Rapid chromatin switch in the direct reprogramming of fibroblasts to neurons

How transcription factors (TFs) reprogram one cell lineage to another remains unclear. Here, we define chromatin accessibility changes induced by the proneural TF Ascl1 throughout conversion of fibroblasts into induced neuronal (iN) cells. Thousands of genomic loci are affected as early as 12 hours after Ascl1 induction. Surprisingly, over 80% of the accessibility changes occur between days 2 and 5 of the 3-week reprogramming process. This chromatin switch coincides with robust activation of endogenous neuronal TFs and nucleosome phasing of neuronal promoters and enhancers. Subsequent morphological and functional maturation of iN cells are accomplished with relatively little chromatin reconfiguration. Integrating chromatin accessibility and transcriptome changes, we built a network model of dynamic TF regulation during iN cell reprogramming, and identified Zfp238, Sox8 and Dlx3 as key TFs downstream of Ascl1. These results reveal a singular, coordinated epigenomic switch during direct reprogramming, in contrast to step-wise cell fate transitions in development.
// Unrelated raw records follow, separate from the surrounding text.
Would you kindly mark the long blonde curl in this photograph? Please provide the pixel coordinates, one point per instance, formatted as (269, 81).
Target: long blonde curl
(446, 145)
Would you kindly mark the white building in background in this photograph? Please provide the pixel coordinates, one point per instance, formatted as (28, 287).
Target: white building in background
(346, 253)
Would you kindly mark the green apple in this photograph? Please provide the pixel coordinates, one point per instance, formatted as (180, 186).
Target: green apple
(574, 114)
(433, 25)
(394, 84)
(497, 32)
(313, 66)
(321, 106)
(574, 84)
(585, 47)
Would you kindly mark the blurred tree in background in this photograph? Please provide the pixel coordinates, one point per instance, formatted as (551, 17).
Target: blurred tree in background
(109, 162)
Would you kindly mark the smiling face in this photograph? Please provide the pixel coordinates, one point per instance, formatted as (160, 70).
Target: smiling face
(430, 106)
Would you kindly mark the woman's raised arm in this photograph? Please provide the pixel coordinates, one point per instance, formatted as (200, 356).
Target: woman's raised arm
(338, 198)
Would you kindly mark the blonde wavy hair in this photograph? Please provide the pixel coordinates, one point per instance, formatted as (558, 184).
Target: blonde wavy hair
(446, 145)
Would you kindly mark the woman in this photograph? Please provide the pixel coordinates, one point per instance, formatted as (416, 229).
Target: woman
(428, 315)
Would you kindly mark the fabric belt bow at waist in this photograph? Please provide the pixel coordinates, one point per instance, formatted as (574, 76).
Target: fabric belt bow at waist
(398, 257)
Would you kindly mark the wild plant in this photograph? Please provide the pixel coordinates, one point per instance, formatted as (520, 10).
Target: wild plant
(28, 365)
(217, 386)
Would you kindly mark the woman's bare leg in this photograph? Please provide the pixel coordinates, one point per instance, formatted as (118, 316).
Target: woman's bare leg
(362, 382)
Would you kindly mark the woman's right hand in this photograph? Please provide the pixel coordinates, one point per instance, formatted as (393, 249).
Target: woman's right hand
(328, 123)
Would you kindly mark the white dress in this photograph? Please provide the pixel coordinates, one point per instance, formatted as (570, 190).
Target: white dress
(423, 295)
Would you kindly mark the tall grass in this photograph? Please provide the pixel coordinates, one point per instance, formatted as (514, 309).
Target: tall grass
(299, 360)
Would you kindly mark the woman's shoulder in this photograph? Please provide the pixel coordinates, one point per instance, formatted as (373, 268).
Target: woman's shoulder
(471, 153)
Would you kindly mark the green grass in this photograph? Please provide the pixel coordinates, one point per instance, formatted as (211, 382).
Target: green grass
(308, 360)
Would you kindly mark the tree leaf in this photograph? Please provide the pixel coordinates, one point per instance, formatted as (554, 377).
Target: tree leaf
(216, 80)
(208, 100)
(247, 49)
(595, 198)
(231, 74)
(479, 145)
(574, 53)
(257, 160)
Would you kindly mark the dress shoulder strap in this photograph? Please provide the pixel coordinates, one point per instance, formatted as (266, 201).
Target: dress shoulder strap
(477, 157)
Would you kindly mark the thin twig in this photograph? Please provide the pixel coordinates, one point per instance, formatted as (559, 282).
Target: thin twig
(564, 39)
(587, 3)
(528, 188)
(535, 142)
Examination of changes of the chromatin accessibility landscape during Ascl1-mediated reprogramming of mouse embryonic fibroblasts (MEFs) into neurons, at distinct timepoints during the reprogramming process. Chromatin changes were correlated with previously published RNA-seq data for control rtTA 48hr and Ascl1 48hr (GSE43916: GSM1074345-8), and newly generated RNA-seq data for Ascl1 7d.